Jack "is unable to sell the property without his childern's consent."

In the end, failing to plan can result in your family spending thousands of dollars to resolve issues and disputes that may arise upon your death for expenses that are completely avoidable.


The Solution?


You probably guessed it. Move forward with a plan. It is important to begin the planning process as soon as possible while you still have your wits about you. Even if you have not made all your final decisions as to your distributions or who is to be charged with administration and distribution of your assets after your death, going through the planning process allows you to sort out those issues. You can always modify your Last Will & Testament or Trust if you later change your mind. Working with the right team will be able to answer the questions you have and assist you to proceed through the process effortlessly.


"You can always modify your [plan] if you later change your mind."

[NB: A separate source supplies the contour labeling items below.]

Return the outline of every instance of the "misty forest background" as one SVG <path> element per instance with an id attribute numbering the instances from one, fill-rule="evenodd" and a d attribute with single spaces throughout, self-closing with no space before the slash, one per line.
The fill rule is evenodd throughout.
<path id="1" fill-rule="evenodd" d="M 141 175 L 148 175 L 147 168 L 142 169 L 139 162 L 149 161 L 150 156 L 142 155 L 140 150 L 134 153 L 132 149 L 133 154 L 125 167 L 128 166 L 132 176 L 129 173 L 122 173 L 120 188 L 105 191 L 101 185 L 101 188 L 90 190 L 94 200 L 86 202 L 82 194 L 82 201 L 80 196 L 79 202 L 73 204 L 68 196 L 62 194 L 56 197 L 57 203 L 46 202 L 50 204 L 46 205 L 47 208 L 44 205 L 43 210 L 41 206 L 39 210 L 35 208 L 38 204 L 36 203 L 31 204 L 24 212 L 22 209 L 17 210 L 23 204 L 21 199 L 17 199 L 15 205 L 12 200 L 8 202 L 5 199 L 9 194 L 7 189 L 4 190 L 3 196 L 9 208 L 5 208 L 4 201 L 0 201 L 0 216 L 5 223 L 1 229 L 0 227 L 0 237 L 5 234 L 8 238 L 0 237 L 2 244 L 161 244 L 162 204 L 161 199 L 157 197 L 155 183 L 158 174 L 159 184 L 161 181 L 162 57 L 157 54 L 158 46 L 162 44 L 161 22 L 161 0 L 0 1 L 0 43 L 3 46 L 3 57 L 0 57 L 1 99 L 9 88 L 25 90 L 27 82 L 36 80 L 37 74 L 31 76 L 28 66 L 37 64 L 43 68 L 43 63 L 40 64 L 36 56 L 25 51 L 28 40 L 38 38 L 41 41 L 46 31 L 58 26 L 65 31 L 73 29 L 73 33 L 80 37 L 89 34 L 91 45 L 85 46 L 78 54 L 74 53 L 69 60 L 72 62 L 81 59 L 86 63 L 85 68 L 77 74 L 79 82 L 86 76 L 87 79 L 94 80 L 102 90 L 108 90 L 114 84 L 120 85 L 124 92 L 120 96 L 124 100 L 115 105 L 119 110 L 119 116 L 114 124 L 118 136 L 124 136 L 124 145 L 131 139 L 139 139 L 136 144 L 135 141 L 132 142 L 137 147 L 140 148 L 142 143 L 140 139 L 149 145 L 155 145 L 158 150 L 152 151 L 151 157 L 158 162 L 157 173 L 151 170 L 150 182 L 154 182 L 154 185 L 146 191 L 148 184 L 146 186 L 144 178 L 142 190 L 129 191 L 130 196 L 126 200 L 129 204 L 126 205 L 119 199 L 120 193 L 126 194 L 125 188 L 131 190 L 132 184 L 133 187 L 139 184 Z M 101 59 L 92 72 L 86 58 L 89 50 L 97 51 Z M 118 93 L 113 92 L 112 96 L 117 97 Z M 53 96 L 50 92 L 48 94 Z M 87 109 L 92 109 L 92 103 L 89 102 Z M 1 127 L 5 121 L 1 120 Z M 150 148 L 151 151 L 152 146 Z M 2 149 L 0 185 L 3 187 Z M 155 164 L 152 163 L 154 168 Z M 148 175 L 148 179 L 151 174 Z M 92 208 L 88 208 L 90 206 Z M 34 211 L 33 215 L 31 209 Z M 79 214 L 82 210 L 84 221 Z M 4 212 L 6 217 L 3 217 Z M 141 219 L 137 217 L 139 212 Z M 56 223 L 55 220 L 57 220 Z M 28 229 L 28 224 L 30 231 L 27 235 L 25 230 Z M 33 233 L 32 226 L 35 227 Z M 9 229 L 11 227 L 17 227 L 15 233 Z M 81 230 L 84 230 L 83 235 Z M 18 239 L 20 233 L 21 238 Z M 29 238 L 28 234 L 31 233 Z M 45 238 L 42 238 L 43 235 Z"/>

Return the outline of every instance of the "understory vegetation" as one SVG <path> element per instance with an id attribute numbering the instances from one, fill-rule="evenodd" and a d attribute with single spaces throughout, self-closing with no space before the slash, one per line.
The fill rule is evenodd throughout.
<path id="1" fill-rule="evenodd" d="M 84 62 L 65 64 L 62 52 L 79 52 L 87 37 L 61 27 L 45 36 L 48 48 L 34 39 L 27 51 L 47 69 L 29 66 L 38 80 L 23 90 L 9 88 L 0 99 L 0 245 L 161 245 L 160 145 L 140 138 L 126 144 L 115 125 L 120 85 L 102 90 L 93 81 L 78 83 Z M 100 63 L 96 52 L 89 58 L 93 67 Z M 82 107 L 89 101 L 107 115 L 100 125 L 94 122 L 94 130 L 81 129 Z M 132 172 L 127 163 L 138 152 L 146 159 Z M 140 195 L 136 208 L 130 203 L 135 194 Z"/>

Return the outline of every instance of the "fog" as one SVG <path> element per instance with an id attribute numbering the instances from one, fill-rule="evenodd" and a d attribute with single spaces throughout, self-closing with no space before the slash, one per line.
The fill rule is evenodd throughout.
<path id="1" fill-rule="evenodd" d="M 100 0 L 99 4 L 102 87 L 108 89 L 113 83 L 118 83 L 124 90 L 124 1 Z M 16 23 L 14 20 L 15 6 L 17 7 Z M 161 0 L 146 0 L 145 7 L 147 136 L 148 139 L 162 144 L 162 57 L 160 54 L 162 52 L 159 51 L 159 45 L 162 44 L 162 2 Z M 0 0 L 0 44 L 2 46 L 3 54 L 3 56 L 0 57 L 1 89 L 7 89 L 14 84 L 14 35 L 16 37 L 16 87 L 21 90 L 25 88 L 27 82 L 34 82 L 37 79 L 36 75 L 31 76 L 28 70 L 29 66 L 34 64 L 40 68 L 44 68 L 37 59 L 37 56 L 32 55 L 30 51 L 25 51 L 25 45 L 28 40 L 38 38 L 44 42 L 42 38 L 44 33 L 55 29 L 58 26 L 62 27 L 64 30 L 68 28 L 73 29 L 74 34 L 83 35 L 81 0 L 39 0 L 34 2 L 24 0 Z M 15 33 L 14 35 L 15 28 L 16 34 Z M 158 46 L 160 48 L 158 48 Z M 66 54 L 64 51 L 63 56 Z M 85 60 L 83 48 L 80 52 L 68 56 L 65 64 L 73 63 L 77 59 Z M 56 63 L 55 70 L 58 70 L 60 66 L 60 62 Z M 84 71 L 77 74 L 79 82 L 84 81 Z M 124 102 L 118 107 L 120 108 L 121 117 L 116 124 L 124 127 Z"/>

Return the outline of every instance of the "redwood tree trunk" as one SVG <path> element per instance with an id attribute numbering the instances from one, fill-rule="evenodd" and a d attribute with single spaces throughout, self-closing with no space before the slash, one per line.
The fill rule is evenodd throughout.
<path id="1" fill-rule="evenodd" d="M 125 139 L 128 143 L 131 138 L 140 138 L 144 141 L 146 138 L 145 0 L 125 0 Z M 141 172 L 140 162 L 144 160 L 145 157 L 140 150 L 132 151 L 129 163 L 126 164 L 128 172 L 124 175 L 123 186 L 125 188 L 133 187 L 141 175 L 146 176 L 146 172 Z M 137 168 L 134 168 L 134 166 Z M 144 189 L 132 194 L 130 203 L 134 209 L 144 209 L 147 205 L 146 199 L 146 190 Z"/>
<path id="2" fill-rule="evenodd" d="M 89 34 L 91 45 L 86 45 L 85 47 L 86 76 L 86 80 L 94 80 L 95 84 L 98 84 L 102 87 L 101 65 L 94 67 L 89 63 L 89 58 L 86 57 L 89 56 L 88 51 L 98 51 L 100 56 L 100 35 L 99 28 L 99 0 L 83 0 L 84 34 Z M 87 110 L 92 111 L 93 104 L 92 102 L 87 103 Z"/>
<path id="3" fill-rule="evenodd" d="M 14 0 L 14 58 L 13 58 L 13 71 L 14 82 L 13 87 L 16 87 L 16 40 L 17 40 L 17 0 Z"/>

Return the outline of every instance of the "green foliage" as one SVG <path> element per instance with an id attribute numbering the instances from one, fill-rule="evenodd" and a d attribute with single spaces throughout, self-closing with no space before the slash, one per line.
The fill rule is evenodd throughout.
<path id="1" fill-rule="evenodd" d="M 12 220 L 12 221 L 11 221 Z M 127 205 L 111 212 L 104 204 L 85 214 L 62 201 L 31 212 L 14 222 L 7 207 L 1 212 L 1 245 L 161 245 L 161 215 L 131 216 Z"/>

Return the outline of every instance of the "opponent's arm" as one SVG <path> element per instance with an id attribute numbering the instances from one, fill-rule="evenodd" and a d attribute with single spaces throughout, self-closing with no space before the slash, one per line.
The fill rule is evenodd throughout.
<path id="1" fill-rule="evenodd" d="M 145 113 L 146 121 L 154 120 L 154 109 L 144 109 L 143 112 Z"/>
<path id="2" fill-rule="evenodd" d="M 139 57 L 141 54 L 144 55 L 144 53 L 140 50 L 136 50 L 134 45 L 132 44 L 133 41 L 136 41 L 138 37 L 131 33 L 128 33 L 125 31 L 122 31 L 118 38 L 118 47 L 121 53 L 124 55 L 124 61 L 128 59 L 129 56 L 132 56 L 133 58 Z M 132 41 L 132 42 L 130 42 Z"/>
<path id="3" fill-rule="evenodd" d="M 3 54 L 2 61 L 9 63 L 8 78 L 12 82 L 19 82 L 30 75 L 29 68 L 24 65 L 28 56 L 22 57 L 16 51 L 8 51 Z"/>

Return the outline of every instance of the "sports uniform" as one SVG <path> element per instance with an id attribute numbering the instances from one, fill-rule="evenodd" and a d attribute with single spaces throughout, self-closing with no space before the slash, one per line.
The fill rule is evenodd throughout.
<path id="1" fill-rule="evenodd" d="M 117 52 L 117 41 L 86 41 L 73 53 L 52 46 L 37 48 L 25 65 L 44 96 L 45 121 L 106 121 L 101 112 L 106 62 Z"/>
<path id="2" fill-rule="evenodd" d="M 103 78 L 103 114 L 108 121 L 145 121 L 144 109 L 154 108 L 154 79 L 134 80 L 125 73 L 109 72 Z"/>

More importantly, with planning and clear instructions, quarrels and dissent between children can be minimized and completely avoided. Planning can avoid the waste of thousands of dollars from your inheritance by unambiguously stating your intentions to distribute your property and assets.

An article on Fox Business identifies ten specific benefits to putting a plan in place. These benefits to preparing a plan include:

  • Reducing or eliminating potential estate tax.

  • Making effective transfers during your life and after your death.

  • Arranging for efficient business succession.

  • Arranging for health care decisions in the event you become incapacitated.

  • Avoiding the cost and delay of probate.

  • Enabling property to pass to the desired person.

  • Planning for the care of and financial wellbeing of your children in the event of your death.

  • Fulfilling your charitable intentions.

  • Enabling peace of mind.

  • Giving the gift of clear instructions for your wealth and wishes to your loved ones.

No matter the size of your estate or the amount of your assets, everyone can benefit from getting a plan put in place. A good plan will not only address the distribution of your property and assets upon your death, but also will put in place trusted people to act on your behalf while you are alive to make financial and healthcare decisions if you should not be able to yourself.


We all know that good decisions are ones that are well thought out, so make them at a time when you can reason the results and come up with tailored solutions to your situation! And start now; when you reach the age of majority, you have the legal right, and maybe obligation, to make your testamentary or life event decisions known to those that would be impacted by them.